Min was born in Yixing, Jiangsu Province in 1945. Her father began teaching her to play the erhu when she was eight. She studied at the Affiliated High School of the Shanghai Conservatory of Music, and then at the Department of Traditional Chinese Music of the Conservatory. After graduation, she went to Beijing to train under Liu Mingyuan and Lan Yusong, two northern masters of erhu. Her experience made her well versed in both the southern and northern traditions of the erhu.

In 1963, she won the national prize at the Shanghai Spring Arts Festival, and was subsequently recognized as the undisputed master of erhu for more than 50 years until her death.

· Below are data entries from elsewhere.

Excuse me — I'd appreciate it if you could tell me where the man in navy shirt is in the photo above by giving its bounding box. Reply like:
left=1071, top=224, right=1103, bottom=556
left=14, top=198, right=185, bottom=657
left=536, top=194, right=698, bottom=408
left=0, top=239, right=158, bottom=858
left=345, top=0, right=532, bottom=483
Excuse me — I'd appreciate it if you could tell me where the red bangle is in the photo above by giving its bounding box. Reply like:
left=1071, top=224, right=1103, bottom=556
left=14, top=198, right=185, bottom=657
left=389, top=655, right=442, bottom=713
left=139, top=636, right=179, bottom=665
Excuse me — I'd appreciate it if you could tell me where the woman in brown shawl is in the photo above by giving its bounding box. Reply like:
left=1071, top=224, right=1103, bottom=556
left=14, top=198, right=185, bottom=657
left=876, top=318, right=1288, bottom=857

After attending her performance in 1973, American music critic Harold Schonberg called her the "Heifetz of erhu". As a member of the Chinese art delegation, she toured the United States in 1978.

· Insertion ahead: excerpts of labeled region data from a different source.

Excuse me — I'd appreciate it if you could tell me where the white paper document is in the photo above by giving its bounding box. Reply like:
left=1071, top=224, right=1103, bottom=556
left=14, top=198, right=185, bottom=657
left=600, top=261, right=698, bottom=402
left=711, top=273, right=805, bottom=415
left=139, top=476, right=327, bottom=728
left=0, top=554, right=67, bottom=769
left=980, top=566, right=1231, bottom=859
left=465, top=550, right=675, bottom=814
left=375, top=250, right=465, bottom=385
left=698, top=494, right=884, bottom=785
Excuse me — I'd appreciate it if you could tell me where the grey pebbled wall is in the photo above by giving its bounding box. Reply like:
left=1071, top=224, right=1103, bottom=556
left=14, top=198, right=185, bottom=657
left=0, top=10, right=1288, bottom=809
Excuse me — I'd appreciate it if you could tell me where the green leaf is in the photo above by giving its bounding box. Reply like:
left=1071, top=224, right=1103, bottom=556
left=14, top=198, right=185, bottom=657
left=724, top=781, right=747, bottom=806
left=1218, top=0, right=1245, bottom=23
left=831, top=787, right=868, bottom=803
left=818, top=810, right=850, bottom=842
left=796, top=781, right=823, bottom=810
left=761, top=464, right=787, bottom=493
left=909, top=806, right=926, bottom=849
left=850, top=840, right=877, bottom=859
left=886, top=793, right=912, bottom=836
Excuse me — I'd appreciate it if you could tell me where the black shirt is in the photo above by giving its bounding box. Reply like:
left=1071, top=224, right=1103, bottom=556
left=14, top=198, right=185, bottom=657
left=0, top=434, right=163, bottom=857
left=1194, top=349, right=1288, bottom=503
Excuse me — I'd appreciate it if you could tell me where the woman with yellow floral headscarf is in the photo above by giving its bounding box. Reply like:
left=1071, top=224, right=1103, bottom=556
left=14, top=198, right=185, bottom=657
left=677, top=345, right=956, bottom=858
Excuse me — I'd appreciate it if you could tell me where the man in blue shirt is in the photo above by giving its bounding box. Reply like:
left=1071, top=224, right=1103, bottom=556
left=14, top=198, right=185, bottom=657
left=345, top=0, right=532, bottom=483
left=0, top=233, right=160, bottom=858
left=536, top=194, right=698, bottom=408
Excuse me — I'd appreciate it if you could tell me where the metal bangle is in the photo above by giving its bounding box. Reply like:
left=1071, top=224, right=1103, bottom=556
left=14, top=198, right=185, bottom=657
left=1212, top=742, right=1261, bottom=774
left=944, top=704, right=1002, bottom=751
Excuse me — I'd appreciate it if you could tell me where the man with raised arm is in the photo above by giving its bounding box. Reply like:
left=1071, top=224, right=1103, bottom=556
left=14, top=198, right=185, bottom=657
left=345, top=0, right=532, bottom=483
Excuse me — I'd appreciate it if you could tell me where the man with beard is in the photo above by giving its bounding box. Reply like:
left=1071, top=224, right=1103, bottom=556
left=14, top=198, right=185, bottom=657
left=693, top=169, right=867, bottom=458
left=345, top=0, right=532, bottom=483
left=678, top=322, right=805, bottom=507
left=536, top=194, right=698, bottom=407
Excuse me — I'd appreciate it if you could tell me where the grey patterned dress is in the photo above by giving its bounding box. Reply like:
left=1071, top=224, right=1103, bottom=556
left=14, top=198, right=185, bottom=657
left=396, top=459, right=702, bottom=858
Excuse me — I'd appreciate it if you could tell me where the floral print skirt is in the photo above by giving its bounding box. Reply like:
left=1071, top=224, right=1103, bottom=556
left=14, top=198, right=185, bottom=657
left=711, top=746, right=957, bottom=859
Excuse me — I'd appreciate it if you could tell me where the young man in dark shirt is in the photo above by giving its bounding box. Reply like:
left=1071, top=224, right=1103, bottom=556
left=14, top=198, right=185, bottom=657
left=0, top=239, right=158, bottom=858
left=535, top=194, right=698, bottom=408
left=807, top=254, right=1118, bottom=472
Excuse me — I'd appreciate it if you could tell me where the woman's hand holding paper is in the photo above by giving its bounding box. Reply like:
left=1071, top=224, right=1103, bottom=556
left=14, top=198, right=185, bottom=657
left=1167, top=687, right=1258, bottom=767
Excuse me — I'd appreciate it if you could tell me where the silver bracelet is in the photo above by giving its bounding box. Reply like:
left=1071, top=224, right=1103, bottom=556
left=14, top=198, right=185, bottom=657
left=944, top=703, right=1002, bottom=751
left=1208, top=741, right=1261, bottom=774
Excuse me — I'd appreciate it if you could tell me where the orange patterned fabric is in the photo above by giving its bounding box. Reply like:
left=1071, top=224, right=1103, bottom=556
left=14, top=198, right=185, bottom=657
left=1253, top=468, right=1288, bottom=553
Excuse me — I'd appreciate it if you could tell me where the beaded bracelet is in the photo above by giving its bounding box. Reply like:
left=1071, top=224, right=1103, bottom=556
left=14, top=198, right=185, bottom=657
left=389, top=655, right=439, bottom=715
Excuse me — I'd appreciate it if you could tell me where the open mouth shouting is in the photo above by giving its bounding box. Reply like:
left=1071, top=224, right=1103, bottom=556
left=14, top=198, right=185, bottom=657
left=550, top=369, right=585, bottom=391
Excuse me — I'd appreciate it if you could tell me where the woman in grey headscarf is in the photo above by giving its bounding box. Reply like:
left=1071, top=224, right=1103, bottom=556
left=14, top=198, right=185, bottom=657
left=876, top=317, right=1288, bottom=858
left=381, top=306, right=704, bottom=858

Min was a member of the China National Art Troupe, and later became the solo erhu performer of the Shanghai Art Troupe. After 1978, she performed with the Shanghai Chinese Orchestra.

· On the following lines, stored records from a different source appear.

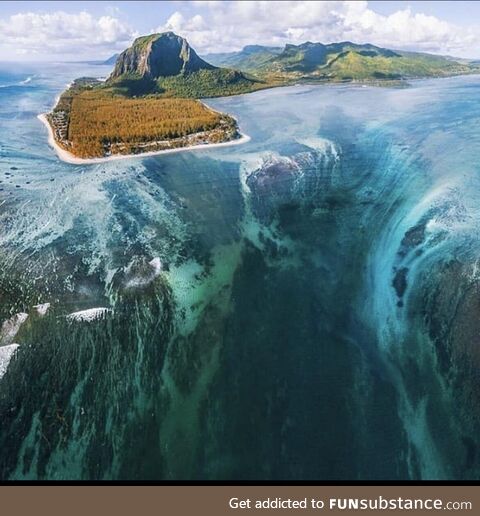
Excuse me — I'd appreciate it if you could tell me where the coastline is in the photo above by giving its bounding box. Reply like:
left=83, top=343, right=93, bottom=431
left=37, top=113, right=250, bottom=165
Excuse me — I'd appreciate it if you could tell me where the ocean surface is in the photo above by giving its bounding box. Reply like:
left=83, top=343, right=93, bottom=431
left=0, top=63, right=480, bottom=480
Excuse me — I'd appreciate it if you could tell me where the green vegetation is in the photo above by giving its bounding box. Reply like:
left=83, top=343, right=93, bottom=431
left=48, top=79, right=238, bottom=158
left=48, top=32, right=480, bottom=157
left=201, top=42, right=480, bottom=84
left=157, top=68, right=266, bottom=98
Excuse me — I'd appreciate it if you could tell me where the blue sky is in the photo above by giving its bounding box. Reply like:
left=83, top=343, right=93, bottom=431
left=0, top=1, right=480, bottom=61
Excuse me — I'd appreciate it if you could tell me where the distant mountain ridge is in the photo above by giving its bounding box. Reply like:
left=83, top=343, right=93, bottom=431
left=202, top=41, right=476, bottom=82
left=106, top=32, right=259, bottom=98
left=110, top=32, right=215, bottom=79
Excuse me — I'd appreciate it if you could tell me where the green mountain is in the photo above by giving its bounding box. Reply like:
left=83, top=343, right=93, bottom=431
left=106, top=32, right=261, bottom=98
left=204, top=41, right=479, bottom=83
left=205, top=45, right=283, bottom=72
left=102, top=54, right=120, bottom=65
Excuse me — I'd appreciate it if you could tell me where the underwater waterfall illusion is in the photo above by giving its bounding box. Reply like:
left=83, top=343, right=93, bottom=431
left=0, top=61, right=480, bottom=480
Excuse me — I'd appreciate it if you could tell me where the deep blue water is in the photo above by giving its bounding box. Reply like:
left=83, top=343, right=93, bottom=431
left=0, top=64, right=480, bottom=480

In 1989, Min famously performed in support of the Tiananmen Square protests. After Beijing declared martial law on 20 May, she performed the melancholy Moon reflected on Erquan pond, for the student protesters in Shanghai supporting their Beijing colleagues.

==Works==
Min Huifen released 15 albums during her career. Her music is a unique blend of multiple genres of traditional Chinese music, including the Peking opera, the Yue opera, and the music of Chaozhou. She composed several of her hit singles herself, including "Yangguan Melody – Three Variations" and "Wishes of the People of Honghu Lake." Her most famous performance was the Great Wall Capriccio, composed by Liu Wenjin with Min's assistance. It was inspired by a huge tapestry of the Great Wall that Liu and Min saw during their visit to the Headquarters of the United Nations in New York in 1978.

==Awards==
- First Prize, National Erhu Playing Competition (1963)
- Shanghai Literature and Art Award (1988)
- First National Gold Record Award (1989)

==Health issues and death==
In 1981, Min was diagnosed with cancer, and underwent six major operations and fifteen courses of chemotherapy in the next five years. Doctors thought her cancer was terminal after it metastasized in 1983, but she miraculously recovered from the disease.

However, Min still suffered from many health problems, including high blood pressure and hyperlipidemia. On 13 February 2014, she suffered a cerebral haemorrhage and fell into a coma. She never woke up again, and died on 12 May 2014 at Renji Hospital in Shanghai. She was 69.

==Family==
Min Huifen was born to a musical family. Her father Min Jiqian (闵季骞), who outlived her, was a student of the erhu master Liu Tianhua. Her brother Min Lekang (闵乐康) is a national first-class conductor and music professor. Her younger sister, Min Xiaofen, is a well known pipa player. According to Min Lekang, who was more than ten years younger than Min Huifen, she taught her younger siblings the erhu and musical theory and had a significant impact on their careers. Her son, Liu Ju (刘炬), is also a well-known conductor.